Pre-draft measurables
| Height | Weight | Arm length | Hand span | Wingspan | 40-yard dash | 10-yard split | 20-yard split | Vertical jump | Broad jump |
| 6 ft 0+3⁄8 in (1.84 m) | 192 lb (87 kg) | 31+1⁄8 in (0.79 m) | 9+5⁄8 in (0.24 m) | 6 ft 2+5⁄8 in (1.90 m) | 4.48 s | 1.51 s | 2.63 s | 34.0 in (0.86 m) | 10 ft 7 in (3.23 m) |
All values from NFL Combine/Pro Day

===Carolina Panthers===
Thomas-Oliver III was selected in the seventh round, 221st overall, of the 2020 NFL draft by the Carolina Panthers.

On November 20, 2021, Thomas-Oliver III was placed on injured reserve. He was activated on December 18.

On October 16, 2022, Thomas-Oliver III was placed on injured reserve.

On August 29, 2023, Thomas-Oliver III was waived for final roster cuts, but signed to the Panthers' practice squad the following day. He was released on September 22.

===New York Giants===
On October 30, 2023, Thomas-Oliver III was signed to the New York Giants' practice squad. Following the end of the 2023 regular season, the Giants signed him to a reserve/future contract on January 8, 2024. He was waived on July 31 with a non-football injury designation.

===Birmingham Stallions===
On November 18, 2024, Thomas-Oliver III signed with the Birmingham Stallions.

===Detroit Lions===
On December 17, 2024, Thomas-Oliver III was signed to the Detroit Lions' practice squad.
He was signed to the team's active roster on January 4, 2025.

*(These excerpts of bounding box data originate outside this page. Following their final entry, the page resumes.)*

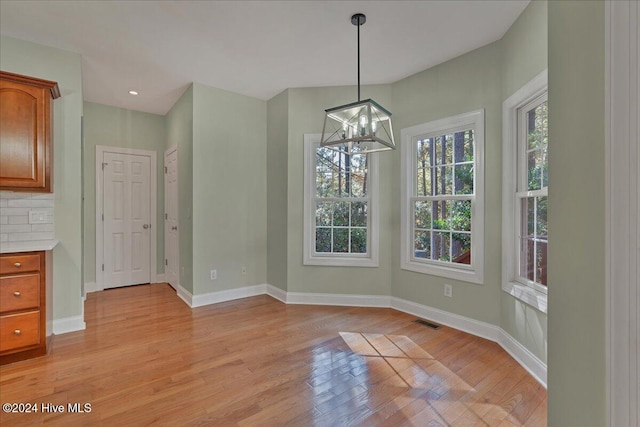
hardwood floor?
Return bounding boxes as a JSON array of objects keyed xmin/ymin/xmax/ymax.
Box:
[{"xmin": 0, "ymin": 284, "xmax": 547, "ymax": 427}]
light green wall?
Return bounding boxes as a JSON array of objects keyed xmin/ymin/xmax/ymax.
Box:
[
  {"xmin": 389, "ymin": 42, "xmax": 502, "ymax": 325},
  {"xmin": 501, "ymin": 0, "xmax": 548, "ymax": 99},
  {"xmin": 287, "ymin": 85, "xmax": 394, "ymax": 295},
  {"xmin": 548, "ymin": 1, "xmax": 607, "ymax": 427},
  {"xmin": 193, "ymin": 83, "xmax": 267, "ymax": 295},
  {"xmin": 500, "ymin": 0, "xmax": 553, "ymax": 363},
  {"xmin": 83, "ymin": 102, "xmax": 166, "ymax": 283},
  {"xmin": 0, "ymin": 36, "xmax": 83, "ymax": 321},
  {"xmin": 165, "ymin": 86, "xmax": 193, "ymax": 293},
  {"xmin": 267, "ymin": 90, "xmax": 289, "ymax": 291}
]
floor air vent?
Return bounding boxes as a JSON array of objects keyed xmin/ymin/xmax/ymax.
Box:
[{"xmin": 414, "ymin": 319, "xmax": 440, "ymax": 329}]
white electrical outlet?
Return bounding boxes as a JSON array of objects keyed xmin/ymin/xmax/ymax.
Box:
[
  {"xmin": 29, "ymin": 211, "xmax": 47, "ymax": 224},
  {"xmin": 444, "ymin": 283, "xmax": 453, "ymax": 298}
]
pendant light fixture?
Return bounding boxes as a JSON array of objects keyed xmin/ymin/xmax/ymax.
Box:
[{"xmin": 320, "ymin": 13, "xmax": 396, "ymax": 154}]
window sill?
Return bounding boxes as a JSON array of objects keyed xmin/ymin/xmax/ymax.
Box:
[
  {"xmin": 303, "ymin": 256, "xmax": 378, "ymax": 267},
  {"xmin": 502, "ymin": 282, "xmax": 547, "ymax": 314}
]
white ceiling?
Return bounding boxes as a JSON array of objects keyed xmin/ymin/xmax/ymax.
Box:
[{"xmin": 0, "ymin": 0, "xmax": 529, "ymax": 114}]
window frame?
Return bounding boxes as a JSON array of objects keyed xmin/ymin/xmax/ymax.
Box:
[
  {"xmin": 502, "ymin": 70, "xmax": 549, "ymax": 313},
  {"xmin": 303, "ymin": 134, "xmax": 380, "ymax": 267},
  {"xmin": 400, "ymin": 109, "xmax": 484, "ymax": 284}
]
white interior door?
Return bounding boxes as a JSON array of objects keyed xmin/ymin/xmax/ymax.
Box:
[
  {"xmin": 164, "ymin": 148, "xmax": 180, "ymax": 290},
  {"xmin": 102, "ymin": 152, "xmax": 152, "ymax": 288}
]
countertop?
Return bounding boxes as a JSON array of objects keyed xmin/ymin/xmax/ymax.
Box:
[{"xmin": 0, "ymin": 239, "xmax": 58, "ymax": 254}]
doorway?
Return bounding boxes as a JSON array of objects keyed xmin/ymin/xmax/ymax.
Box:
[
  {"xmin": 96, "ymin": 146, "xmax": 157, "ymax": 290},
  {"xmin": 164, "ymin": 146, "xmax": 180, "ymax": 291}
]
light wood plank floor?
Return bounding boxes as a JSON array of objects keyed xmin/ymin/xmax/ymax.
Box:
[{"xmin": 0, "ymin": 284, "xmax": 547, "ymax": 427}]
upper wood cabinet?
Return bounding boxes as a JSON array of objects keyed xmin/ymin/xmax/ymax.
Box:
[{"xmin": 0, "ymin": 71, "xmax": 60, "ymax": 193}]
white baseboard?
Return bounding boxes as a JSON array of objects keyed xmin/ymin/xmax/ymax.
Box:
[
  {"xmin": 267, "ymin": 285, "xmax": 287, "ymax": 304},
  {"xmin": 497, "ymin": 329, "xmax": 547, "ymax": 388},
  {"xmin": 84, "ymin": 282, "xmax": 104, "ymax": 295},
  {"xmin": 278, "ymin": 292, "xmax": 389, "ymax": 307},
  {"xmin": 177, "ymin": 284, "xmax": 267, "ymax": 308},
  {"xmin": 53, "ymin": 316, "xmax": 87, "ymax": 335},
  {"xmin": 391, "ymin": 297, "xmax": 501, "ymax": 342},
  {"xmin": 176, "ymin": 285, "xmax": 193, "ymax": 307}
]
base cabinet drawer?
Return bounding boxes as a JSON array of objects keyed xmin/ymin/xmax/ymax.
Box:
[
  {"xmin": 0, "ymin": 273, "xmax": 40, "ymax": 313},
  {"xmin": 0, "ymin": 254, "xmax": 40, "ymax": 274},
  {"xmin": 0, "ymin": 311, "xmax": 40, "ymax": 352}
]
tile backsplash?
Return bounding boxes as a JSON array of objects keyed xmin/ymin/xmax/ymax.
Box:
[{"xmin": 0, "ymin": 191, "xmax": 55, "ymax": 242}]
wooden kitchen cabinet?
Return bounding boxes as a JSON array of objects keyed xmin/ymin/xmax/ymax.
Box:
[
  {"xmin": 0, "ymin": 71, "xmax": 60, "ymax": 193},
  {"xmin": 0, "ymin": 251, "xmax": 51, "ymax": 365}
]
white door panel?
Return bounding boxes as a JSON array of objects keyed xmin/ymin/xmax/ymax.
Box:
[{"xmin": 102, "ymin": 152, "xmax": 152, "ymax": 288}]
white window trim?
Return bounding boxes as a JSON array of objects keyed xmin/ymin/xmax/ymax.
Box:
[
  {"xmin": 400, "ymin": 109, "xmax": 484, "ymax": 284},
  {"xmin": 502, "ymin": 70, "xmax": 548, "ymax": 313},
  {"xmin": 303, "ymin": 134, "xmax": 380, "ymax": 267}
]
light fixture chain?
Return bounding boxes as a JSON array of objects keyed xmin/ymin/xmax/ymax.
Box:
[{"xmin": 356, "ymin": 17, "xmax": 360, "ymax": 102}]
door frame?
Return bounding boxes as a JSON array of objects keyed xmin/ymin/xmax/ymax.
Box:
[
  {"xmin": 96, "ymin": 145, "xmax": 158, "ymax": 291},
  {"xmin": 162, "ymin": 145, "xmax": 180, "ymax": 291},
  {"xmin": 604, "ymin": 0, "xmax": 640, "ymax": 427}
]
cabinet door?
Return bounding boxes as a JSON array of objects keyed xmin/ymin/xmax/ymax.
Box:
[{"xmin": 0, "ymin": 80, "xmax": 51, "ymax": 191}]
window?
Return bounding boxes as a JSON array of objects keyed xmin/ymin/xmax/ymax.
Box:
[
  {"xmin": 303, "ymin": 135, "xmax": 378, "ymax": 267},
  {"xmin": 502, "ymin": 71, "xmax": 549, "ymax": 312},
  {"xmin": 401, "ymin": 110, "xmax": 484, "ymax": 283}
]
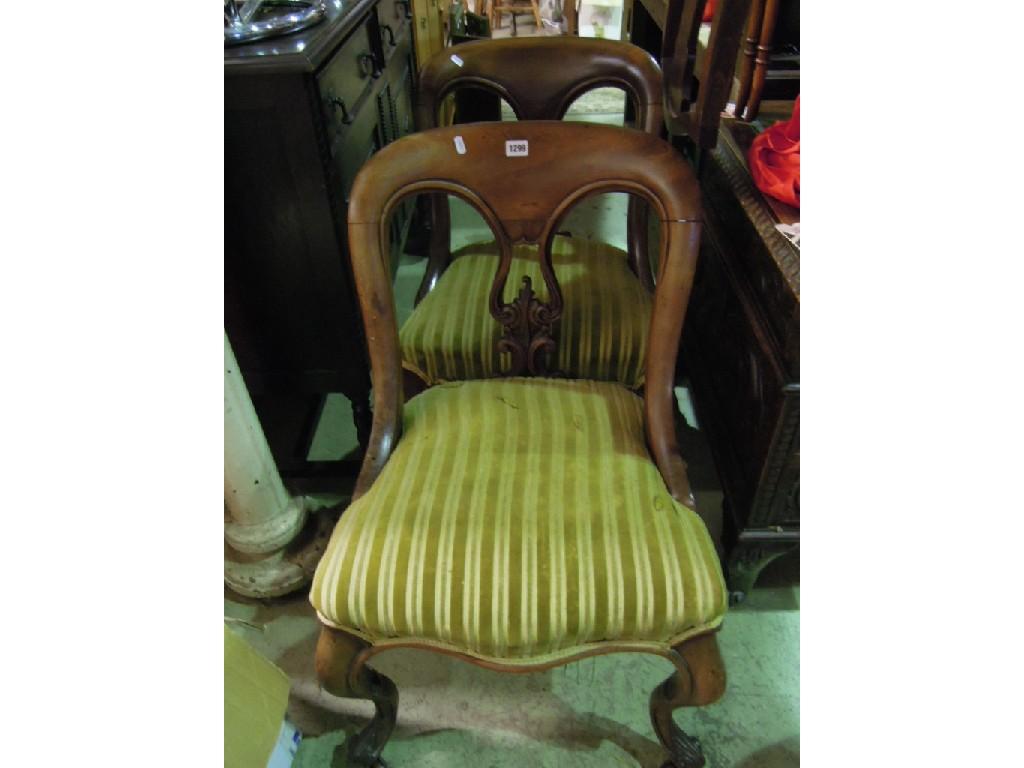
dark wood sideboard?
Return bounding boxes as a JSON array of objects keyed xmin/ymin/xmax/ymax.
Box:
[
  {"xmin": 224, "ymin": 0, "xmax": 416, "ymax": 492},
  {"xmin": 624, "ymin": 0, "xmax": 800, "ymax": 599}
]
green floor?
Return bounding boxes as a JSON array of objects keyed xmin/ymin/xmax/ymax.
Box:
[{"xmin": 224, "ymin": 94, "xmax": 800, "ymax": 768}]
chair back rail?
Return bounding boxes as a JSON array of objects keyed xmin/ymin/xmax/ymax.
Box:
[
  {"xmin": 662, "ymin": 0, "xmax": 751, "ymax": 151},
  {"xmin": 416, "ymin": 37, "xmax": 665, "ymax": 300},
  {"xmin": 348, "ymin": 121, "xmax": 701, "ymax": 507}
]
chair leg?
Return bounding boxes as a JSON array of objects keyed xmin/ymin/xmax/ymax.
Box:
[
  {"xmin": 316, "ymin": 627, "xmax": 398, "ymax": 768},
  {"xmin": 650, "ymin": 634, "xmax": 725, "ymax": 768}
]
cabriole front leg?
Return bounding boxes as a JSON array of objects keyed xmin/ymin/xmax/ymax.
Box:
[
  {"xmin": 650, "ymin": 634, "xmax": 725, "ymax": 768},
  {"xmin": 316, "ymin": 627, "xmax": 398, "ymax": 768}
]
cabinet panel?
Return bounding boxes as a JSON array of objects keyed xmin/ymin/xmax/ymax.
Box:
[{"xmin": 316, "ymin": 16, "xmax": 377, "ymax": 140}]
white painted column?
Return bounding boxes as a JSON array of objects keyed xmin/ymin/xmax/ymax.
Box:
[{"xmin": 224, "ymin": 333, "xmax": 315, "ymax": 597}]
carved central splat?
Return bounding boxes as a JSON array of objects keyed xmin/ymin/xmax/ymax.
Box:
[
  {"xmin": 490, "ymin": 238, "xmax": 562, "ymax": 376},
  {"xmin": 497, "ymin": 275, "xmax": 562, "ymax": 376}
]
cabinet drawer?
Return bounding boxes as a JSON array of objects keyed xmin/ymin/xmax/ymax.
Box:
[
  {"xmin": 316, "ymin": 16, "xmax": 378, "ymax": 139},
  {"xmin": 683, "ymin": 238, "xmax": 787, "ymax": 508},
  {"xmin": 331, "ymin": 92, "xmax": 385, "ymax": 205}
]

Thomas-Oliver III signed a reserve/future contract with Detroit on January 20, 2025. On July 27, Thomas-Oliver III was released by the Lions.

===BC Lions===
On May 18, 2026, Thomas-Oliver III signed as a defensive back with the BC Lions of the Canadian Football League (CFL). On May 31, 2026, Thomas-Oliver III was assigned to the Lions' practice roster to start the 2026 CFL season. Before the start of week 11, Thomas-Oliver was promoted to the Lions' active roster. On September 3, 2026, Thomas-Oliver III was placed on the Lions' reserve roster. He rejoined the active roster on September 11, 2026.